Now the square size of the confidence interval should *NOT* be used to calculate a precision weighted average of d. Such an average would obviously be biased down.
update:
Hmm there is no reason for the confidence interval to be centered around d given the squewy destribution of 1/sdhat. Is it.
duced is the upper limit - d and range is upper limit minus lower limit
reg duced range
Source | SS df MS Number of obs = 35
-------------+------------------------------ F( 1, 33) =55765.08
Model | 1.02594697 1 1.02594697 Prob > F = 0.0000
Residual | .000607123 33 .000018398 R-squared = 0.9994
-------------+------------------------------ Adj R-squared = 0.9994
Total | 1.02655409 34 .030192767 Root MSE = .00429
------------------------------------------------------------------------------
duced | Coef. Std. Err. t P>|t| [95% Conf. Interval]

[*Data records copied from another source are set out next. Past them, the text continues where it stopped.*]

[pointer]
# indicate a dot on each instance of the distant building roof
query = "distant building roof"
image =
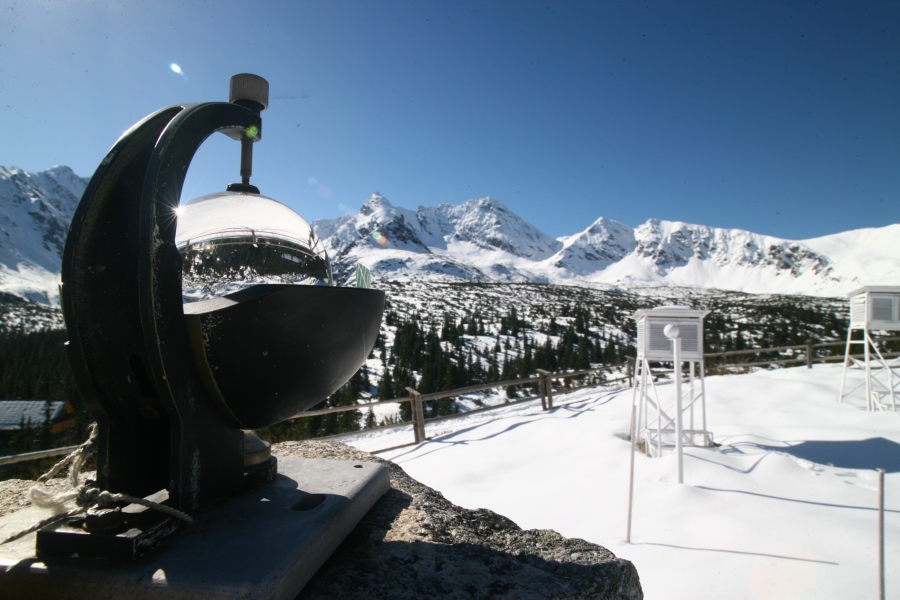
(12, 411)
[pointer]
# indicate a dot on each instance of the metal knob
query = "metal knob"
(249, 90)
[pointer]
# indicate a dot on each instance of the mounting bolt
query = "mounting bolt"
(251, 91)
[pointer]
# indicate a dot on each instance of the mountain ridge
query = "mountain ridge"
(482, 240)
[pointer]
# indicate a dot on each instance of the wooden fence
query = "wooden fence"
(544, 379)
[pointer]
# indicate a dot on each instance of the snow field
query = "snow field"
(785, 508)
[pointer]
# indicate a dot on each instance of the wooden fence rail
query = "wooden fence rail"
(544, 379)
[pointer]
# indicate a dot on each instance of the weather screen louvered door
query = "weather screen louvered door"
(659, 347)
(883, 310)
(858, 310)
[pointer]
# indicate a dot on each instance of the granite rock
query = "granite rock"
(414, 543)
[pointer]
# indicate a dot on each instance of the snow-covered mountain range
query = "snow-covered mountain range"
(482, 240)
(35, 211)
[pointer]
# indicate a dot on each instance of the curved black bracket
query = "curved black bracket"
(121, 297)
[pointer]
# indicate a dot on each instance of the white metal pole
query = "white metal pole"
(881, 534)
(631, 474)
(672, 333)
(703, 400)
(869, 404)
(846, 358)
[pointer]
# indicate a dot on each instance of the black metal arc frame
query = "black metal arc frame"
(121, 297)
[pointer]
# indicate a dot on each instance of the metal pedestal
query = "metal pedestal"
(266, 543)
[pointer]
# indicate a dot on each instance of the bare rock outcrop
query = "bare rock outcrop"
(415, 544)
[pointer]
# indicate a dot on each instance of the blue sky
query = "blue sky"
(781, 118)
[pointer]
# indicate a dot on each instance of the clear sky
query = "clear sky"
(778, 117)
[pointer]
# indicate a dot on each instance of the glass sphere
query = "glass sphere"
(229, 241)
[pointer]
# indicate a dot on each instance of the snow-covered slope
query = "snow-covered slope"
(35, 211)
(482, 240)
(784, 508)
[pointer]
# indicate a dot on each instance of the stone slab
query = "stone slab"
(252, 546)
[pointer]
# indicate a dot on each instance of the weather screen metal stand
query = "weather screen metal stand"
(873, 308)
(177, 388)
(657, 421)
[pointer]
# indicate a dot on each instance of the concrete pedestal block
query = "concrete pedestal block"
(266, 543)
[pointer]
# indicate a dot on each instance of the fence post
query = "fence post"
(548, 387)
(418, 414)
(543, 393)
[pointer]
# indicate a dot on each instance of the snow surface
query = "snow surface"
(785, 508)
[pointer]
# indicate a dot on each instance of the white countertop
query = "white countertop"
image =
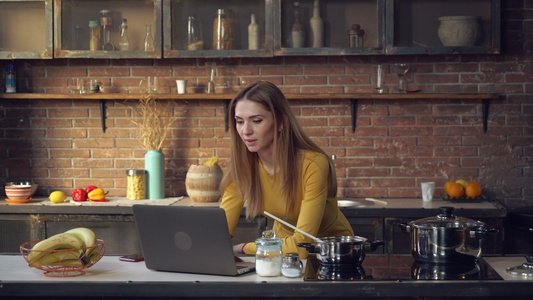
(111, 269)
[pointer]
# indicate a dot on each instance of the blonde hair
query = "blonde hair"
(289, 143)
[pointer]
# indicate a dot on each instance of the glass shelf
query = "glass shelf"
(338, 17)
(26, 29)
(176, 14)
(71, 31)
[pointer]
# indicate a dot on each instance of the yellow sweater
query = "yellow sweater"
(314, 212)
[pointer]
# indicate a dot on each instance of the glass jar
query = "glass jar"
(268, 256)
(222, 31)
(136, 184)
(94, 36)
(292, 266)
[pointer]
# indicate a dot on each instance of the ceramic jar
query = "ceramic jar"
(459, 31)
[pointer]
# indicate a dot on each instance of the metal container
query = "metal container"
(341, 250)
(446, 238)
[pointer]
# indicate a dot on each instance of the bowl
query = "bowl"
(59, 263)
(18, 192)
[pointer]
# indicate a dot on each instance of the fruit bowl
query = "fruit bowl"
(64, 262)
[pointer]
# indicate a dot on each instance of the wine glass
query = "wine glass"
(400, 70)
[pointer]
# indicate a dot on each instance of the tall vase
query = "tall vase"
(154, 164)
(317, 27)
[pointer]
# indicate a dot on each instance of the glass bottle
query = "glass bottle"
(124, 42)
(253, 34)
(292, 266)
(317, 27)
(194, 38)
(94, 36)
(107, 26)
(297, 31)
(11, 78)
(149, 40)
(268, 257)
(222, 31)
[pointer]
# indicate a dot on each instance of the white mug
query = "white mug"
(182, 86)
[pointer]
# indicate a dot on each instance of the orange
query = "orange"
(473, 189)
(447, 186)
(456, 190)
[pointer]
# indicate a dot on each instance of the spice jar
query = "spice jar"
(136, 184)
(268, 256)
(94, 86)
(292, 265)
(94, 36)
(222, 31)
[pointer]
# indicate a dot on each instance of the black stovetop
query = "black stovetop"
(398, 267)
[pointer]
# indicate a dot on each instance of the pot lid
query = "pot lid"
(269, 239)
(446, 219)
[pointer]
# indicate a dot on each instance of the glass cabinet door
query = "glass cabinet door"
(94, 28)
(214, 28)
(26, 29)
(329, 27)
(443, 26)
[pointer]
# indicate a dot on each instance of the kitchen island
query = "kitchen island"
(111, 278)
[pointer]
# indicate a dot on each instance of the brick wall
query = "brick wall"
(398, 143)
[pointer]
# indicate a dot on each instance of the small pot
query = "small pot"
(446, 238)
(341, 250)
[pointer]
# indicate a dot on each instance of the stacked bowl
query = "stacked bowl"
(18, 193)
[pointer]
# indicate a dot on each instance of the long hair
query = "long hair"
(243, 169)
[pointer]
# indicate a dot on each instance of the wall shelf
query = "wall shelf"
(354, 98)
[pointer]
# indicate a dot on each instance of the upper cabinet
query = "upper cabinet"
(329, 27)
(95, 28)
(245, 28)
(214, 28)
(443, 26)
(26, 29)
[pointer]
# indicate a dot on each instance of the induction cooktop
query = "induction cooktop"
(398, 267)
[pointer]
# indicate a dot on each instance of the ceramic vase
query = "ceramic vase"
(459, 31)
(154, 164)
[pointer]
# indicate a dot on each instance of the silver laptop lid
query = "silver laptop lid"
(185, 239)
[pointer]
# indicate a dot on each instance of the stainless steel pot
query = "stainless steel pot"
(446, 238)
(341, 250)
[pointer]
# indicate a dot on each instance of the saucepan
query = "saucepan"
(446, 238)
(341, 250)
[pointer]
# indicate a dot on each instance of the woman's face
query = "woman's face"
(255, 126)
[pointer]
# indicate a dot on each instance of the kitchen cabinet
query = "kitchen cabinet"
(413, 26)
(338, 17)
(198, 19)
(26, 29)
(385, 27)
(71, 29)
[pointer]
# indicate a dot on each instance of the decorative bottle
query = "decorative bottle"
(107, 26)
(149, 40)
(124, 42)
(317, 27)
(253, 34)
(297, 31)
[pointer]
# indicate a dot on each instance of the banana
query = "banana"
(55, 242)
(85, 234)
(55, 258)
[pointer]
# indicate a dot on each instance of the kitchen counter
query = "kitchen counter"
(113, 278)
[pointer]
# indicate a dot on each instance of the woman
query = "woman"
(275, 167)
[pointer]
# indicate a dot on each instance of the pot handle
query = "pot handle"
(308, 246)
(479, 234)
(405, 228)
(371, 246)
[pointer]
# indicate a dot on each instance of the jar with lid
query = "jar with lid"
(136, 184)
(292, 266)
(94, 36)
(222, 31)
(268, 257)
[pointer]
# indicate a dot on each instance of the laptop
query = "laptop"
(187, 239)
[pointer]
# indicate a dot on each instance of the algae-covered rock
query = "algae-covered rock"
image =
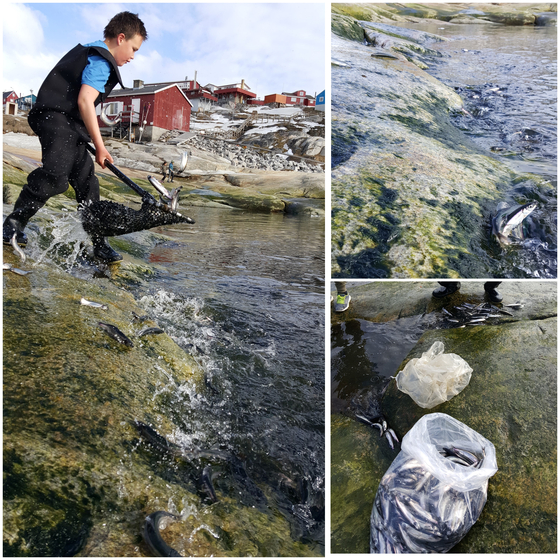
(412, 194)
(78, 477)
(347, 27)
(510, 400)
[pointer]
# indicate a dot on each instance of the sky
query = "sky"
(274, 47)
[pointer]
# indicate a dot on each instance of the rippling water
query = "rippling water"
(364, 356)
(507, 77)
(243, 293)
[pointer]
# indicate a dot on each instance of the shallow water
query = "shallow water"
(364, 356)
(507, 77)
(243, 293)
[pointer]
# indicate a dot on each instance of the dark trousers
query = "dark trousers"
(65, 160)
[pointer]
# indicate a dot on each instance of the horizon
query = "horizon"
(221, 43)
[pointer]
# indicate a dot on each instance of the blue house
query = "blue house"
(320, 101)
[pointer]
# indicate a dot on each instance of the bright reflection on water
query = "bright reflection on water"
(244, 294)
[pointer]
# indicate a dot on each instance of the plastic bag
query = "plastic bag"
(435, 377)
(427, 500)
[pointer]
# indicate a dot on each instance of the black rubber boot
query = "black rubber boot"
(26, 206)
(104, 252)
(446, 290)
(493, 295)
(11, 226)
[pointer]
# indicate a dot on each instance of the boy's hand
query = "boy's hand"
(101, 154)
(86, 104)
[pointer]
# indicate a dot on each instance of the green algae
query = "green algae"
(511, 400)
(78, 480)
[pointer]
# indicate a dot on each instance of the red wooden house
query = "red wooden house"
(157, 108)
(299, 98)
(9, 104)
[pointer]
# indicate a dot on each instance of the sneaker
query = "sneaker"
(342, 302)
(8, 232)
(104, 252)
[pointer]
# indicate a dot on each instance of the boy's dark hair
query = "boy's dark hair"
(125, 22)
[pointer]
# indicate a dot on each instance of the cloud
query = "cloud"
(25, 61)
(274, 47)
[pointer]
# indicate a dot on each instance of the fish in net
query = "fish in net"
(108, 219)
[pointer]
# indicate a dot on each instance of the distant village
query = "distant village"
(157, 108)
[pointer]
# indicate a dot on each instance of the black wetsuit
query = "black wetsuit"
(56, 120)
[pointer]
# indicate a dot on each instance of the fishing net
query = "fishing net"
(435, 489)
(108, 219)
(435, 377)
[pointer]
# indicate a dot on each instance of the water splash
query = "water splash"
(62, 244)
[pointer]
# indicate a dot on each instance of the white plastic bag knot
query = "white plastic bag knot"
(435, 377)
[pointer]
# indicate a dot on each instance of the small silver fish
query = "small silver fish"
(206, 481)
(115, 333)
(11, 268)
(393, 435)
(17, 249)
(138, 318)
(149, 330)
(84, 301)
(508, 219)
(152, 536)
(175, 198)
(389, 440)
(159, 187)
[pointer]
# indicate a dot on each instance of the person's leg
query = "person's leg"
(86, 184)
(446, 289)
(492, 293)
(58, 141)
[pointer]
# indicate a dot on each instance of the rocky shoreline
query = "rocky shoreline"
(511, 400)
(412, 194)
(208, 180)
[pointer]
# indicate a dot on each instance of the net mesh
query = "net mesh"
(108, 219)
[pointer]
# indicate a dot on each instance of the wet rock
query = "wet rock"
(511, 400)
(77, 478)
(388, 301)
(411, 193)
(546, 18)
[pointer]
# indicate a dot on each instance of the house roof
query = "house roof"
(145, 90)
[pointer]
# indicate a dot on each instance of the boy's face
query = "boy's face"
(126, 48)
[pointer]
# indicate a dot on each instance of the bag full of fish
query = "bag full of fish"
(435, 377)
(434, 490)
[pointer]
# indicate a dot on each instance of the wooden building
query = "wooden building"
(157, 108)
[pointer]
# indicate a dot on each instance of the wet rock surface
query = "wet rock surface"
(79, 478)
(411, 193)
(253, 190)
(510, 400)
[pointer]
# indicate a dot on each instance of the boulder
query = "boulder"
(510, 400)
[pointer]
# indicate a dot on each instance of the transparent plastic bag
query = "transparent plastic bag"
(435, 377)
(427, 500)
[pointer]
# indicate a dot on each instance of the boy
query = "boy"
(64, 119)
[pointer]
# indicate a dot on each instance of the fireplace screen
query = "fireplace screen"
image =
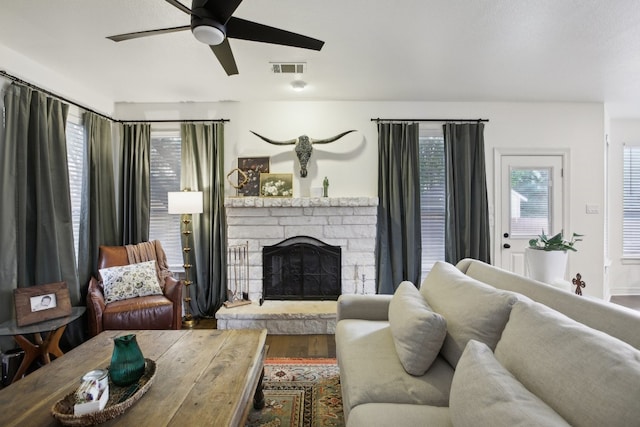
(301, 268)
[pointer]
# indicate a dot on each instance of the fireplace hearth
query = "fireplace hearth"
(301, 268)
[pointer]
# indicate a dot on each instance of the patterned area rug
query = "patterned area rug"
(300, 393)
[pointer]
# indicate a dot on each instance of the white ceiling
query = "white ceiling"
(404, 50)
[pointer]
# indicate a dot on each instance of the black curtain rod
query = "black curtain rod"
(104, 116)
(172, 121)
(431, 120)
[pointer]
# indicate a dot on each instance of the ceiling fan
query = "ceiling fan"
(212, 23)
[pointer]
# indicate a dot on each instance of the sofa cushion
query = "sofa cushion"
(397, 414)
(130, 281)
(484, 393)
(606, 317)
(370, 371)
(473, 309)
(418, 332)
(588, 377)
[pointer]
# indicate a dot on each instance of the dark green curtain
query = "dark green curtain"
(134, 165)
(203, 170)
(467, 209)
(98, 216)
(35, 216)
(398, 242)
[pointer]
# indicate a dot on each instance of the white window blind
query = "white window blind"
(631, 201)
(432, 200)
(75, 161)
(165, 177)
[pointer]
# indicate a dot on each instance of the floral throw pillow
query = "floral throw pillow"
(130, 281)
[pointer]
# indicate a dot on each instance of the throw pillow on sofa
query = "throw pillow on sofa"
(130, 281)
(484, 393)
(474, 310)
(418, 332)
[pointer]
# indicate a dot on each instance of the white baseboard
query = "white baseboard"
(624, 291)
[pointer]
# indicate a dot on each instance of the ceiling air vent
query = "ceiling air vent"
(288, 67)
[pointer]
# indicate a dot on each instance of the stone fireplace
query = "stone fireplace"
(346, 222)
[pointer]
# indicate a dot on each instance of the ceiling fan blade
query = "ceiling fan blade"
(180, 6)
(138, 34)
(221, 9)
(246, 30)
(225, 56)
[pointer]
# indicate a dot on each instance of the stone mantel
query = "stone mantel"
(299, 202)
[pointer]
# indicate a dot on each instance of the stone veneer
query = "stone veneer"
(348, 222)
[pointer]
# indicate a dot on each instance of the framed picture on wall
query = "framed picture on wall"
(276, 185)
(253, 167)
(43, 302)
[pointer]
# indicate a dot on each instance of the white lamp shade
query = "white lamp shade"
(185, 202)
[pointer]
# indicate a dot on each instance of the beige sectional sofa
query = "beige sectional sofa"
(480, 346)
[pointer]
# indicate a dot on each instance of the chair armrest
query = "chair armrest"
(366, 307)
(95, 307)
(173, 291)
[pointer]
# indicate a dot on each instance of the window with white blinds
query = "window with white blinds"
(432, 200)
(75, 161)
(165, 177)
(631, 201)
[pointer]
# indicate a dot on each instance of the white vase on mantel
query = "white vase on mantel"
(546, 266)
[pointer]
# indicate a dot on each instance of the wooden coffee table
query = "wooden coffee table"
(204, 377)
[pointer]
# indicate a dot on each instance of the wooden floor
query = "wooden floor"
(308, 346)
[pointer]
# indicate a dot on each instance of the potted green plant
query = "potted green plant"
(546, 256)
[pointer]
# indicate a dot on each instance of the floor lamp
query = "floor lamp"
(186, 203)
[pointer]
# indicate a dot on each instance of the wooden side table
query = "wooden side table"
(42, 348)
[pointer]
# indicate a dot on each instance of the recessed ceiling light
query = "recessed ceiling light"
(298, 85)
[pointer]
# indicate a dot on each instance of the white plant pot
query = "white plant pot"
(546, 266)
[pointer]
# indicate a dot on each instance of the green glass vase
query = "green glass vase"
(127, 361)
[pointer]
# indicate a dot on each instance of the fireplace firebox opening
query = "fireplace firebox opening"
(301, 268)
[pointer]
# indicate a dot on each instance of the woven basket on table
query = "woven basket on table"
(118, 401)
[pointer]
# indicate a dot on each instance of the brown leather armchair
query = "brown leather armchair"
(148, 312)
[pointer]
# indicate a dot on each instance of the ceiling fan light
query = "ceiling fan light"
(208, 35)
(298, 85)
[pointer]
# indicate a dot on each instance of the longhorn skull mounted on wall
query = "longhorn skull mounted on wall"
(303, 147)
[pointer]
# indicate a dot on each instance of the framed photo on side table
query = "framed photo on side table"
(42, 302)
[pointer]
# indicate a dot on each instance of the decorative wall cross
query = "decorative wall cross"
(579, 284)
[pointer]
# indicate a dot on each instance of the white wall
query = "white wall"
(351, 162)
(32, 72)
(624, 274)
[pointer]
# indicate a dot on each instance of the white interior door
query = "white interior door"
(531, 201)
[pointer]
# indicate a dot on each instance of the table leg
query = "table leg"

-------------+----------------------------------------------------------------
range | .4999338 .0021171 236.15 0.000 .4956267 .504241
_cons | -.0006627 .0018018 -0.37 0.715 -.0043285 .003003
------------------------------------------------------------------------------
Now that is a really bit t-statistic. The confidence interval is symmetric.
My guess is that the finiteness of the sample is considered when calculating the 90% interval of (change-mean)/sdhat and not when calculating the 90% interval of change(sdhat-sd)/sd^2 (which is even further from normal for a given finite sample but not a distribution written into a software package so let's assume a squewed distribution is normal and insist on the non-normality of the t distribution.)
Thus new guess is the interval is d +/- ((t(.95,n-1))^2 + (1.645d)^2)^0.5
where 1.645= n(.95) and t(95,n-1) is the 95th percentile of the t with n-1 degrees of freedom. This makes no particular sense as it has nothing to do with the 90% interval of a t plus a normal.
And, in fact, my new guess works little better than my old guess.